For reasons largely unknown but guessable, Tinashe has yet to release her second album Joyride, the follow-up to her 2014 debut Aquarius. Regardless, she’s spent the past year either promoting the album, apologizing for its absence, or expressing her own frustration with its delay.
Album delays (even major ones) should be a non-issue at this point (and two years of waiting is really nothing), except that a new Tinashe song seems to surface every week. Enough to fill an entire album, you might say. There’s been: “Party Favors” (which she admitted to leaking herself), “Players” (feat. Chris Brown), “Secrets,” “Super Love” and now “Company” (above). None of the songs are terrible. None are “2 On” level breakout jams either. Tinashe has had to address her delay publicly, over and over, because these leaked tracks haven’t yielded the success her label, RCA, likely seeks. Also, because she keeps doing interviews.

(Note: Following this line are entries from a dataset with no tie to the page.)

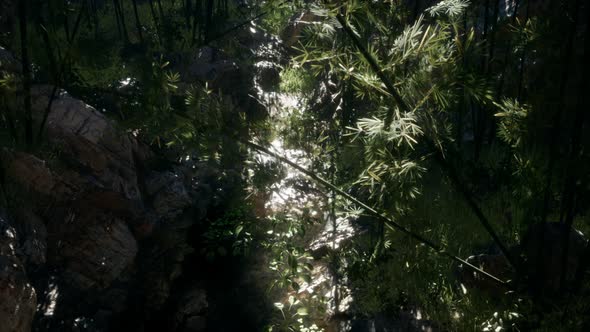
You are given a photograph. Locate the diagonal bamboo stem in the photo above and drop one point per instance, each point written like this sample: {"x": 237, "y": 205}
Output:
{"x": 440, "y": 159}
{"x": 390, "y": 223}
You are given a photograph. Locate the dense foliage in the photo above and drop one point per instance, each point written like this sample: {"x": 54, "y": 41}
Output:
{"x": 460, "y": 124}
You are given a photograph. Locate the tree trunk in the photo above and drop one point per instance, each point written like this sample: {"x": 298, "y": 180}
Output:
{"x": 137, "y": 21}
{"x": 26, "y": 65}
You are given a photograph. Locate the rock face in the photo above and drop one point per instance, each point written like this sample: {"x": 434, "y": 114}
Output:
{"x": 95, "y": 228}
{"x": 17, "y": 297}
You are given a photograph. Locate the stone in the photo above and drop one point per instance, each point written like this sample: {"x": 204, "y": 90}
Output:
{"x": 33, "y": 235}
{"x": 90, "y": 141}
{"x": 168, "y": 193}
{"x": 18, "y": 299}
{"x": 92, "y": 248}
{"x": 191, "y": 313}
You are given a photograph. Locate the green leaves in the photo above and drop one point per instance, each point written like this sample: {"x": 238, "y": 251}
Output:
{"x": 512, "y": 126}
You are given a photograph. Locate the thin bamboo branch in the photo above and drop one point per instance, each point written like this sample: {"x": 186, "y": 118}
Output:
{"x": 390, "y": 223}
{"x": 447, "y": 167}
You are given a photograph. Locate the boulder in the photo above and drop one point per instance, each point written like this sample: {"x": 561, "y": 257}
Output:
{"x": 192, "y": 310}
{"x": 27, "y": 174}
{"x": 33, "y": 235}
{"x": 168, "y": 193}
{"x": 90, "y": 141}
{"x": 92, "y": 248}
{"x": 18, "y": 300}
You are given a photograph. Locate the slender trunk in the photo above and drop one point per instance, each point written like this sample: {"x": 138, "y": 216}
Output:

In her latest for the cover of Nylon, Tinashe says—not for the first time—that the release date is beyond her control, stating the obvious. Joyride was originally due in fall 2015 (disclosure: I interviewed her for Nylon’s Dec/Jan 2016 issue at the time), then January or February 2016 and now October. When asked, in this new interview, if simply leaking the album would be a viable bet, Tinashe says it’d be pointless:
“But how is that going to help me? It’s just going to come out and then it’s gone, and then I don’t have the support. No one’s going to be booking me for TV performances, [the label is] certainly not going to help me with my next one,” she says with a chuckle, possibly trying to downplay her exasperation over the delay. “The producers would be mad at me because they wouldn’t have gotten paid. If I just put it on SoundCloud, I’m not getting paid, my label isn’t getting paid.” She’s quick to clarify that she doesn’t have any hard feelings against RCA, and that she understands that profitability is their top priority. “It’s the business aspect,” she says. “There’s always going to be a difference in opinion because they’re just looking at things from a different side. And I’m not mad at them for it.”

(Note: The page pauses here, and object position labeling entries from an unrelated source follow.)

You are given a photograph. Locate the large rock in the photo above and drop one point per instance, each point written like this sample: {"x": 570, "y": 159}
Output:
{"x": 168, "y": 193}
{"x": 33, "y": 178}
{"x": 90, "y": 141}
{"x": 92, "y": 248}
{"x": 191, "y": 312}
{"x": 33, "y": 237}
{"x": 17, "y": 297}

I’d venture to say there is some anger. The obvious consensus is that the label has been testing songs to see what could stick as a single, in an effort to create stardom. But few, if any, fans care about the business reasons for an album’s delay. Realistically, this isn’t Frank Ocean level thirst and not many people probably know or even care that this Tinashe album is coming. It’s possible that her team tried to play up rumors of her dating Calvin Harris after his breakup with Taylor Swift, but not enough people were concerned about that either. She’s meanwhile gone on tour with old music and was scheduled to open for Iggy Azalea’s cancelled tour, a blessing in disguise.

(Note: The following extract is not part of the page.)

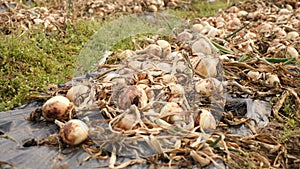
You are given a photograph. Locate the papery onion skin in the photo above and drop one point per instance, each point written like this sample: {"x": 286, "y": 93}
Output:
{"x": 74, "y": 132}
{"x": 57, "y": 107}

Tinashe seems to have limited power to demand much from her label, an unfortunate position for someone who put out such a tonally cool debut album that was better than many first-time artists. In March, she told The Washington Post, “I honestly have no answers. I’m ready to get it out. I’ve been sitting on this music for a while so I can’t wait for other people to hear it...It’s just finishing touches and legal issues and all that good bullshit. It’s business.” Again in July, while promoting “Super Love,” she told Beats 1's Zane Lowe that “the majority” of the album has been finished for a while. “I’m at a loss as far as what my marketing scheme should be. I just feel like the song is a great song,” she said.